Тамара пожимает плечами.

— Наверное. А больше версий-то и нет. Её искали, но не нашли ни зацепок, ни подозреваемых. У Иды не было официальной работы, но пару раз в неделю она ездила в ближайший город торговать на рынке овощами, которые растила у себя. И вот одним летним вечером дочка её дома не встретила. Это, собственно, вся история. Сейчас парочка соседок по мере возможностей помогают ей, потому что она вообще потеряла связь с миром. Ни поесть самостоятельно не может, ни хотя бы помыться. Но в основном о ней заботится моя бабуля.

Девочки вновь замолчали.
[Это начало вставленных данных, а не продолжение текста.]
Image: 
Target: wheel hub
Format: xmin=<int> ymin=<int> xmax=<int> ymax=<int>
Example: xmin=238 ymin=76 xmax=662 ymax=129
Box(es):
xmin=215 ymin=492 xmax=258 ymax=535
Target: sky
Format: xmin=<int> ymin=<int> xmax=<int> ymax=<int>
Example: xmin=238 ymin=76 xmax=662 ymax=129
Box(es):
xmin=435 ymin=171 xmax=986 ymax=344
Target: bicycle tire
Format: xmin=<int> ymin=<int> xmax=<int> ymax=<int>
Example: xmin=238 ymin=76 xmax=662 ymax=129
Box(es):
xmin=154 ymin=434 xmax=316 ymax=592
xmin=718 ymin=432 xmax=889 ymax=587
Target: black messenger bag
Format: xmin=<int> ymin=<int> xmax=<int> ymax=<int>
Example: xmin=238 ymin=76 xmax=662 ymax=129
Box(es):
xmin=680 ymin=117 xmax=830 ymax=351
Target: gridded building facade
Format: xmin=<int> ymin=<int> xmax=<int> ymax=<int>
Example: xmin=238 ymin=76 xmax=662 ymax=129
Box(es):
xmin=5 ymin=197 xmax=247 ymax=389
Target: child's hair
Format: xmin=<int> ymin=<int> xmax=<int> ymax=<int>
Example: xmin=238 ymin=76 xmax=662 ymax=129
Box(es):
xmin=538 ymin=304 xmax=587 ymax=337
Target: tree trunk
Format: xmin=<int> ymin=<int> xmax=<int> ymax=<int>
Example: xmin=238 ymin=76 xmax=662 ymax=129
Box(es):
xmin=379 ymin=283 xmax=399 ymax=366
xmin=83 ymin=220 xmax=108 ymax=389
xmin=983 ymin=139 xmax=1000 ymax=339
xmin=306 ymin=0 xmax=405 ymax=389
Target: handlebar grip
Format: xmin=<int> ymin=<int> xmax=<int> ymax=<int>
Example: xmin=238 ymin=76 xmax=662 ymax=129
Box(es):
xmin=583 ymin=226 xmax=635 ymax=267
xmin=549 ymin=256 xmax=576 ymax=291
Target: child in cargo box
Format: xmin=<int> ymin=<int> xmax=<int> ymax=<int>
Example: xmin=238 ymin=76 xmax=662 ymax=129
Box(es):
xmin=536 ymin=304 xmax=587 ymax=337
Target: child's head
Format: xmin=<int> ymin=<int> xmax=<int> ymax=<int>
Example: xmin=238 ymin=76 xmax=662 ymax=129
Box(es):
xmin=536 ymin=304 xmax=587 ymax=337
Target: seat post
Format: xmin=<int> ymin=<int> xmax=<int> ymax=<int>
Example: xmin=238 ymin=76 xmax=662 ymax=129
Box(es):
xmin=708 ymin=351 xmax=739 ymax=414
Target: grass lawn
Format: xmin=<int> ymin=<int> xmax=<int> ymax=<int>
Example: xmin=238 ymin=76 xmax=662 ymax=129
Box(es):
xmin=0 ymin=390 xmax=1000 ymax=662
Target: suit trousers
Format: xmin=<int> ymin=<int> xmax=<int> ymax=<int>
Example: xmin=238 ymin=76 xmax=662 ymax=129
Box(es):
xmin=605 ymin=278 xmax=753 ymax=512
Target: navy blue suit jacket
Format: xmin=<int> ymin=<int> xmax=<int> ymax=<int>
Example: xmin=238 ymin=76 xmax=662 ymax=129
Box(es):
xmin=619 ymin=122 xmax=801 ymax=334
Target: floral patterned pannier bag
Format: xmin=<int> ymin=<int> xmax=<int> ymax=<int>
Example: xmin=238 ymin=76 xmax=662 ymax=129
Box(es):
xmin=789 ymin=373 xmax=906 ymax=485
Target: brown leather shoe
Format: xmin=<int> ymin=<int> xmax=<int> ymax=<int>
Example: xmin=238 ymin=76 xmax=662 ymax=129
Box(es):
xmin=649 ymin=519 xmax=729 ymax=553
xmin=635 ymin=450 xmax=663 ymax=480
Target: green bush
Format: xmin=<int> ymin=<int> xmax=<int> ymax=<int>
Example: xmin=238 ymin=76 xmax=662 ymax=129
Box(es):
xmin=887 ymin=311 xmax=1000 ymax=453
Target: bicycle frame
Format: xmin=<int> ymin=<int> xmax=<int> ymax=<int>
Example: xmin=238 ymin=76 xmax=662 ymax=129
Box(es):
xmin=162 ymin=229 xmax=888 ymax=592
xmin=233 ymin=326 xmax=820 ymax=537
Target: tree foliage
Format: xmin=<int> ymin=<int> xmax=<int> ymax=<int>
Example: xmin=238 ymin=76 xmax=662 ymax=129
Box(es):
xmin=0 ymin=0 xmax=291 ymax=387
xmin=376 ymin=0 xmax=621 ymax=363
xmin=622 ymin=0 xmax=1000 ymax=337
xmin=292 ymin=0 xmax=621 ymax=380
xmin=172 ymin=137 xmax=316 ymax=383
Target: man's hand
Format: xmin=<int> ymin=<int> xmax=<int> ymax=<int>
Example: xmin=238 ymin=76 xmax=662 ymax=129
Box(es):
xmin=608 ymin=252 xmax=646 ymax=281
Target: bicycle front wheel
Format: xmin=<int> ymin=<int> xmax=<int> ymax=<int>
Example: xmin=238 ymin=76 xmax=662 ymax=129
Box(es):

Зофья погрустнела, и Тамара уже начала жалеть о том, что решила посвятить её в столь печальные события, потому как даже за непродолжительное время их знакомства уже успела понять, что её новая подруга слишком впечатлительна и воспринимает всё близко к сердцу. Другими словами - чужую драму она переживает как свою собственную.

Тамара впервые встретила её на озере на третий день приезда сюда. Она бесцельно бродила по окрестностям, никак не ожидая увидеть кого-то своего возраста. Зофья сидела у берега в тени раскидистых ветвей высокого дуба и читала книгу. Поначалу у Тамары не возникло ни малейшего желания вступить в диалог, она уже развернулась, чтобы по-тихому скрыться, но Зофья заметила её и окрикнула. Она спросила, не ищет ли Тамара собаку, потому что несколько минут назад рядом пробегала ухоженная дворняжка с ошейником. Тамара ответила, что нет, и могла бы уйти, но по непонятной причине ей захотелось позволить этой девочке приблизиться. Зофья с приветливой, обворожительной улыбкой поинтересовалась, откуда пришла Тамара. Её мелодичный, чарующий голосок так и хотелось слушать. Само её существо будто бы излучало некое свечение, притягивающее и согревающее. В тот день на Зофье был почти невесомый, кружевной сарафан на тонких бретельках, а длинные волнистые волосы распущены. Щёки и переносица у неё усеяны веснушками, а глаза такого насыщенного зелёного цвета, как ранняя осока. Ростом она чуть выше Тамары и ещё стройнее, чем она, но эта худоба вовсе не смотрится болезненной. В этой девочке Тамара увидела некое, непостижимое воплощение изящества и грации. Будто всё прекрасное и естественное, что заключено в самой матушке природе – воплотилось в образе Зофьи. Вряд ли она сама могла оценить всю степень своей привлекательности и обаяния. В совокупности с прочими качествами она являла собой эталон наивной, чувственной душевности и простоты, никогда не знавший лицемерия, корысти, злобы или иных человеческих пороков.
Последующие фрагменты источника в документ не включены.